Method Path Description
GET / Dark dashboard (SSE + polling, zero external JS dependencies)
GET /health {"status":"ok","uptime_secs":N}
GET /api/stats Full JSON snapshot
GET /api/config Current RouterConfig
POST /api/config Replace full config (validates; returns 422 on error)
PATCH /api/config Sparse update; returns merged config or 422
POST /api/telemetry Inject external pressure {"pressure":0.0–1.0}
GET /api/neural NeuralRouter snapshot (weight matrix, learning metrics)
GET /api/stream/decisions SSE: every RoutingDecision in real time
GET /metrics Prometheus text format

Benchmarks

Measured with cargo bench (Criterion 0.5) on the default synthetic workload. Results vary by hardware; these are representative numbers from a 2024 dev machine.

Benchmark Median Notes
choose_strategy/inline < 100 ns Pure, no allocation
choose_strategy/cpu_pool < 100 ns Pure, no allocation
choose_strategy/batch < 100 ns Pure, no allocation
router/submit_inline ~1–2 µs Includes one Mutex acquire + broadcast send
router/scaling_sweep/500 linear No lock contention at 500 concurrent jobs
strategies/hashmix ~0.5 µs FNV-inspired hash chain
strategies/primecount ~1–5 ms Sieve of Eratosthenes (cost-clamped)
strategies/montecarlo ~5–50 ms xorshift64 MC VaR simulation

Simulation result (200 jobs, RouterConfig::default(), no artificial pressure):

completed: 200   dropped: 0
adaptive_spawn_threshold: 60000   pressure: ~0.24

inline:    ~12 jobs   p95: 0 ms
spawn:     ~97 jobs   p95: 0 ms
cpu_pool:  ~56 jobs   p95: 1 ms
batch:     ~35 jobs   p95: 16 ms

Run benchmarks yourself:

cargo bench                        # full Criterion benchmark suite
cargo bench -- --test              # smoke test (compile + single run, no timing)

Module Map

Module File Responsibility
router src/router.rs Strategy selection, execution dispatch, metrics recording, SSE broadcast
neural_router src/neural_router.rs Online-learning weight matrix, epsilon-greedy, gradient-ascent
autoscaler src/autoscaler.rs OLS demand forecast, parallelism/queue-cap recommendations
config src/config.rs RouterConfig, validation, hot-reload, watch channel
metrics src/metrics.rs EMA latency, percentiles, pressure scoring, Prometheus export
strategies src/strategies.rs Pure CPU-bound kernels: hashmix, primecount, montecarlo_risk
simulator src/simulator.rs Seeded synthetic workload generator
web src/web.rs Axum HTTP server, dark dashboard, SSE, config API
types src/types.rs Shared types: Job, Strategy, Output, RoutingDecision

Contributing

  1. Fork the repository and create a feature branch from main.
  2. Run the full check suite before pushing:
    cargo fmt
    cargo clippy --all-targets -- -D warnings
    cargo test --all-features
    cargo doc --no-deps
    cargo build --release
    
  3. Add tests for any new public function. Cover: happy path, boundary values, and error paths.
  4. Update CHANGELOG.md with a brief description under [Unreleased].
  5. Open a pull request against main. CI runs fmt --check, clippy -D warnings, test --all-features, doc, build --release, audit, and a bench smoke test.
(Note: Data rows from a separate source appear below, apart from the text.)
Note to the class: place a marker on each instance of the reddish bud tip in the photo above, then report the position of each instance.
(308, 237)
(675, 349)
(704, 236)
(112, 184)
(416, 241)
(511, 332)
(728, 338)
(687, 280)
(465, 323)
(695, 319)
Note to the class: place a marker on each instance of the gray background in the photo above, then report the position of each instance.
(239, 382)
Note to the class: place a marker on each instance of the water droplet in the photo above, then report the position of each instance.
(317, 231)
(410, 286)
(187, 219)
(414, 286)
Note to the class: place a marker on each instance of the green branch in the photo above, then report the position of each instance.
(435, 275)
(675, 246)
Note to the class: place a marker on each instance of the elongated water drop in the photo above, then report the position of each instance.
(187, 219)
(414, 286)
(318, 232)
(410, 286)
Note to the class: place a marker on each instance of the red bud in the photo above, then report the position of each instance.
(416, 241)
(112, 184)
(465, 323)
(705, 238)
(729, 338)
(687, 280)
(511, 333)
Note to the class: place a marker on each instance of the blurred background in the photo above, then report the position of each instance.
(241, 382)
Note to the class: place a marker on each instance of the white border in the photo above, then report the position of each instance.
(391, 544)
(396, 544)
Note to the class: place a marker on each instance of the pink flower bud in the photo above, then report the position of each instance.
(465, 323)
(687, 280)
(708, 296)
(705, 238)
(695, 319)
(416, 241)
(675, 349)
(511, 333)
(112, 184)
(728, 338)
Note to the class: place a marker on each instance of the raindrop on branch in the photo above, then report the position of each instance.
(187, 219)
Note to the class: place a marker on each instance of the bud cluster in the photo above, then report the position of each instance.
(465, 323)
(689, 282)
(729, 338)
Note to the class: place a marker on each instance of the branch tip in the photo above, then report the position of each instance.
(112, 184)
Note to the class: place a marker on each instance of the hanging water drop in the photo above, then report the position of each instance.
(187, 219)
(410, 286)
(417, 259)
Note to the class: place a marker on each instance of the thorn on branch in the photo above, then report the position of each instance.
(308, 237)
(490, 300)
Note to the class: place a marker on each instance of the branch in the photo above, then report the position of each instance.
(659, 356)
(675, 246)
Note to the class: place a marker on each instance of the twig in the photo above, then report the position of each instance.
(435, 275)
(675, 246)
Adding a new routing strategy

  1. Add a variant to Strategy in src/types.rs.
  2. Add a Display arm and serde rename in types.rs.
  3. Update choose_strategy in src/router.rs with the new branch.
  4. Add an execution arm in Router::submit (the match strategy block).
  5. Update strategy_index in neural_router.rs to include the new strategy.
  6. Add N_STRATEGIES constant and index constants if needed.
  7. Add tests in tests/ for the new strategy path.
  8. Update CHANGELOG.md.

Code style

  • Standard rustfmt formatting — run cargo fmt before committing.
  • No .unwrap() or .expect() in library code (src/). Use ?, match, or unwrap_or_default.
  • Structured tracing::info/warn/error! instead of println! or eprintln!.
  • /// doc comments on all public items (functions, structs, enums, traits, modules).
  • #[tracing::instrument] on public async functions with non-trivial logic.

License

MIT. See LICENSE or https://opensource.org/licenses/MIT.


Changelog

See CHANGELOG.md for a full history of notable changes.